It is not in me. I keep to myself, I survive in that way, only in that way. And that is not true, I wanted to say, but did not. You do not treat my father as you treat me.

"Perhaps you do not trust women," I said. "That is your right."

"I have trusted women-" she began, and did not finish. Then "That did harm. Great harm."

She sounded portentous, like a sibyl. I went quicker. She sighed after a little and said her side hurt her, she would go back. I asked if she needed to be accompanied. I asked in such a way that pride must make her refuse, as it did. I put a hand out to the hound, and willed him to stay, which he did. I watched her turn back with her hand to her side and her head down into the wind, toiling a little. I am young, I thought, and should have added "and bad," but did not. I watched her go and smiled. Part of me would have given almost anything for things to have been as they were before, for her not to be melodramatic and pitiful, but all I did was smile and then stride on, because I am at least young and strong.

[Note by Ariane Le Minier] Here there are some pages missing, and what is written becomes perfunctory and repetitive. I have not made photocopies of the rest of this month until the evening of Christmas. You may see this material if you wish.


CHRISTMAS NIGHT 1859

We all went to hear Mass at the church at midnight. My father and I always go. My grandfather would not enter the church; his principles were republican and atheist. I am not sure that my father's religious beliefs would please the Curé, if he were to discuss them with him, which he does not. But he believes strongly in the continuance of the life of the community, the Breton people, which includes Christmas and all its meanings, old and new. She says she is a member of the Church of England in England, but that here the faith of her fathers is the Catholic faith, in its Breton form. I think that the curé would be surprised to know what she thinks also, but he seems to welcome her into his church, and respects her isolation. She has been going up to the church more and more during Advent. She stands in the cold, looking at the work of the sculptor of the Calvary, the crude figures carved with such effort out of intractable granite. Ours has a good St Joseph, holding the ass, on the way to Bethlehem (our church is dedicated to St Joseph). My father spoke of how in our country the animals in the barns have speech on the night of the Nativity, when all the world is reconciled to its maker in primeval innocence, as it was in the days of the first Adam. She said, the Puritan Milton, on the contrary, makes the moment of the Nativity the moment of the death of Nature-at least, he calls on the old tradition that Greek travellers heard the shrines cry out on that night Weep, Weep, the great god Pan is dead. I said nothing. I watched him put his cloak round her shoulders and lead her up to our place in the front of the Church, and saw it, God help me, as a préfiguration of our life to come.

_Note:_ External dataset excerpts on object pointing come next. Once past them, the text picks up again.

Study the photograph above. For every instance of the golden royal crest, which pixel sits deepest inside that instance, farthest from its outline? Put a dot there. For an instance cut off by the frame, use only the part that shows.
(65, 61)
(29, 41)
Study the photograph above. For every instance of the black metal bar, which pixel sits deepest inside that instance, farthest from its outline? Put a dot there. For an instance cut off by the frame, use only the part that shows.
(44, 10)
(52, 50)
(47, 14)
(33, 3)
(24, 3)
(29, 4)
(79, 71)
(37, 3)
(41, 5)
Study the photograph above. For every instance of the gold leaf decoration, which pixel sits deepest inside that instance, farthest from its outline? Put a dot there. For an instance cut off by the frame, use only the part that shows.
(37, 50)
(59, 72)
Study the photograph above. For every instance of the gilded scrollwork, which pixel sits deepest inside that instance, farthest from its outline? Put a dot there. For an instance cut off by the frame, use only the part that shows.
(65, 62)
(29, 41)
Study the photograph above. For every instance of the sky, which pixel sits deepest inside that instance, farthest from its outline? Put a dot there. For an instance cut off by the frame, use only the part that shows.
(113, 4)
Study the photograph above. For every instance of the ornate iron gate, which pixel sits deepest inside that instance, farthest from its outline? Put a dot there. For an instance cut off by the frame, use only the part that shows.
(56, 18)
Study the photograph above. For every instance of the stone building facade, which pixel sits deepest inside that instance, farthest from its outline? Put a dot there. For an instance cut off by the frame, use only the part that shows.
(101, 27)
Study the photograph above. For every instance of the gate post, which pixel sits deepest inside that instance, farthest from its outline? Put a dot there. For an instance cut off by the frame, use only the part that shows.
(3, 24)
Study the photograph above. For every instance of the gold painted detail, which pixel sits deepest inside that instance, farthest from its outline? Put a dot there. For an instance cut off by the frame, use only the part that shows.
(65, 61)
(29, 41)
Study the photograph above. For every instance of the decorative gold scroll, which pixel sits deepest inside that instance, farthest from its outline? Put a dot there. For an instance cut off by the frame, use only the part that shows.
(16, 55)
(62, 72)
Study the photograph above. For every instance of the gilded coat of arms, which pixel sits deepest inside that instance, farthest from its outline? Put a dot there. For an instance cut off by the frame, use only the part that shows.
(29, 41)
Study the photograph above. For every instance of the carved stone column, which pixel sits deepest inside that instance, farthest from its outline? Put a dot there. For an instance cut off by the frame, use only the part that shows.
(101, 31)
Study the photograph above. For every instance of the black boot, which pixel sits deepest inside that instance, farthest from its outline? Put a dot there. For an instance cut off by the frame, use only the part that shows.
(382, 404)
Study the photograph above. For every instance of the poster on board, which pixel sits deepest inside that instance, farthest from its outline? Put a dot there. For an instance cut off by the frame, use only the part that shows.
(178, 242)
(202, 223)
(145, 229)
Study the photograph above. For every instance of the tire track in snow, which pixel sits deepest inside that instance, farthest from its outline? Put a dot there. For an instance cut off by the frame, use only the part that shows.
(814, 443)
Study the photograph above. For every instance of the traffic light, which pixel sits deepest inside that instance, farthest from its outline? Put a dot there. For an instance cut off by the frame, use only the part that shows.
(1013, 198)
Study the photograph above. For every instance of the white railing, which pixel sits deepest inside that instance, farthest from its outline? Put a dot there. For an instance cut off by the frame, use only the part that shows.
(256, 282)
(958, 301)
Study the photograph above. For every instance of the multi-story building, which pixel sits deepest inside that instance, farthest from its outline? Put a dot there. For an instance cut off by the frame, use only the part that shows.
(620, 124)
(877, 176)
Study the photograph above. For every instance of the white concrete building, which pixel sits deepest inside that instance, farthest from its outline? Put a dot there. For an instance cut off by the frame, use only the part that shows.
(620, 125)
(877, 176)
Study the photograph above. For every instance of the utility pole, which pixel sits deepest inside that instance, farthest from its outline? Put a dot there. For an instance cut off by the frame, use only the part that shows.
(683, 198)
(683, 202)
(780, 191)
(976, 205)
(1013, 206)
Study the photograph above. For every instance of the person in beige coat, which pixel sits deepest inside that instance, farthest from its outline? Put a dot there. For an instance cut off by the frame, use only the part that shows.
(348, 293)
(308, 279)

It is always so beautiful when the candles are lit to signify the new world, the new year, the new life. Our heavy little church is not unlike the cave where the birth of Jesus is so often pictured. The people knelt and prayed, shepherds and fishermen. I knelt too, and tried to turn my confused thoughts into some kind of charity and goodwill, to pray in my way. I prayed, as I always pray, that the people would understand the spirit in which my father keeps those festivals only that he considers universal-for him, the nativity is the winter solstice, the turning of the earth to the light. The Curé is afraid of him. He knows he should remonstrate, and dare not.

I saw that she was not kneeling, and then that she was lowering herself, after all, rather carefully, as though she felt faint. When we were seated again, after the candles were lit, I looked to see if she was well, and understood. She was leaning back, in the corner of the bench, with her head against a pillar and her eyes and lips tightly closed, wearily closed, but not patiently. She was shadowed, the church-shadows swallowed her, but I saw she was pale. She had her hands clasped under her bosom, and some trick of the twist of her body, some ancient protectiveness in those hands made me see clearly what she had concealed and what I, a good countrywoman and mistress of a household, should have understood long ago. I have seen too many women hold their hands so to be mistaken. Leaning like that, I could see how she is stout. She came to us for sanctuary indeed. Much, if not all, is explained.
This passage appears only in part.